The effect on the Departments’ accounts, at the date of transfer, is summarised below.

Effect on the Departments’ accounts, at the date of transfer
DEPARTMENT FIXED
ASSETS$000
CURRENT
ASSETS
$000
LIABILITIES
$000
TAXPAYERS’
FUNDS
$000
2010/11
National Library of New Zealand 100,033 24,443 8,787 115,689
Archives New Zealand 66,029 9,619 2,204 73,444
2009/10
Government Technology Services 14,091 4,390 3,077 15,404

The value of Taxpayers’ Funds includes the value of General Funds, Revaluation Reserves and Net Surplus Repayments.

Transfer of Other Functions from Other Government Departments

The functions relating to the Office of the Community and Voluntary Sector and the Government Chief Information Officer were transferred into the Department on 1 February 2011. The Office of the Community and Voluntary Sector was transferred from the Ministry of Social Development and the Government Chief Information Officer was transferred from the State Services Commission. Other than employee entitlements, neither of these transfers carried any transfer of assets or liabilities.

Reporting Period

The reporting period for these financial statements is the year ended 30 June 2011. The financial statements were authorised for issue by the Chief Executive of the Department on 30 September 2011.

Basis of Preparation

Statement of Compliance

These financial statements have been prepared in accordance with New Zealand generally accepted accounting practice. They comply with New Zealand equivalents to International Financial Reporting Standards (NZ IFRS) and other applicable Financial Reporting Standards, as appropriate for public benefit entities.

Budget Figures

The budget figures are those presented in the Budget Estimates of Appropriation (Main Est) for the Department. These budgets do not include the National Library of New Zealand or Archives New Zealand.

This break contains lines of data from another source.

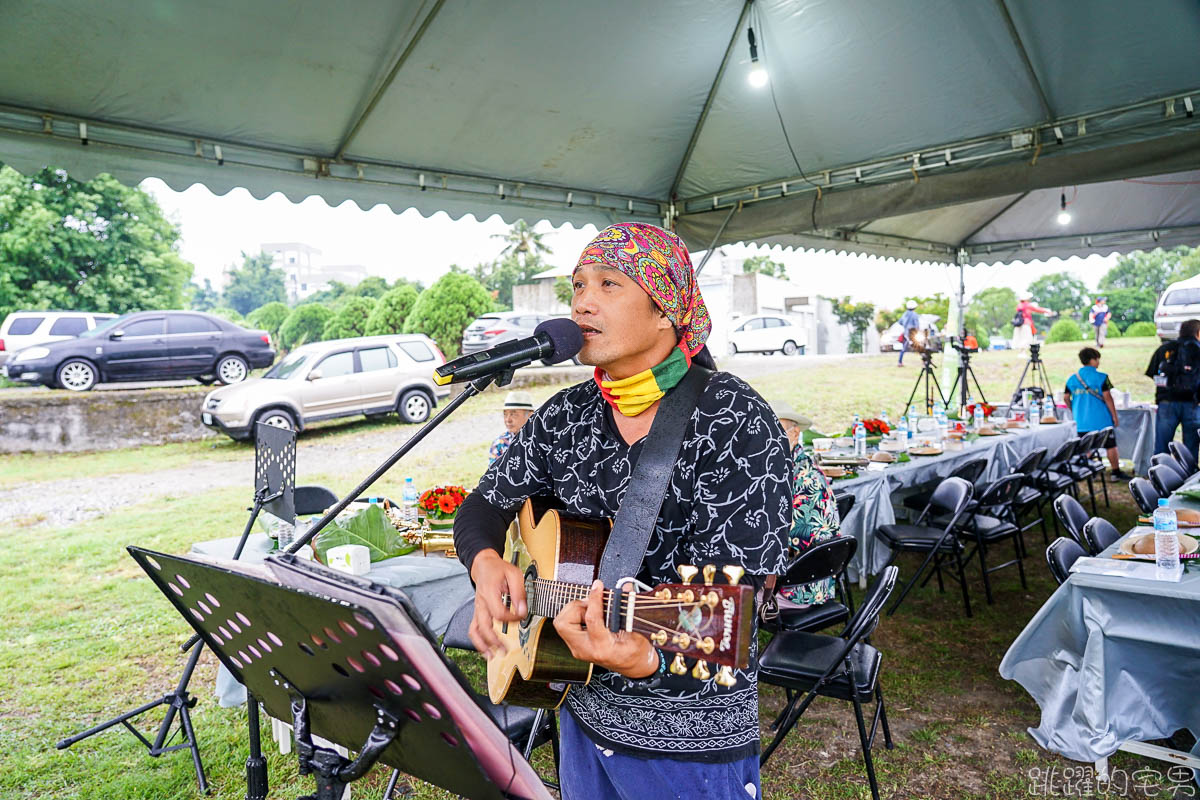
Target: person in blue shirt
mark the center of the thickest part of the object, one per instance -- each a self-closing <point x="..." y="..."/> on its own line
<point x="909" y="324"/>
<point x="1091" y="402"/>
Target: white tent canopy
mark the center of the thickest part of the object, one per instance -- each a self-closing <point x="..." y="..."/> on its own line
<point x="939" y="130"/>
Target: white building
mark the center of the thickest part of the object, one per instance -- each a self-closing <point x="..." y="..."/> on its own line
<point x="303" y="272"/>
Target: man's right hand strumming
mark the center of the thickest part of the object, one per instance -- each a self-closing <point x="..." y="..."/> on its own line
<point x="495" y="579"/>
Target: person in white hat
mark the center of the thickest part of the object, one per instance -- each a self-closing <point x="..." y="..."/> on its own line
<point x="909" y="324"/>
<point x="517" y="409"/>
<point x="814" y="507"/>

The Supplementary Estimates (Supp Est) figures include the Department’s full year estimates from the former Department and five months of the former National Library of New Zealand and Archives New Zealand. The budgets also include other amendments made through the course of the Supplementary Estimates process.

Changes in Accounting Policies

This is the first period of operation of the newly merged Department. The accounting policies stated below have been consistently applied throughout the period and correspond to the accounting policies specified in the Statement of Intent for the Department for the year ended 30 June 2011 and, where applicable, the Statements of Intent for the National Library of New Zealand and Archives New Zealand for the year ended 30 June 2011.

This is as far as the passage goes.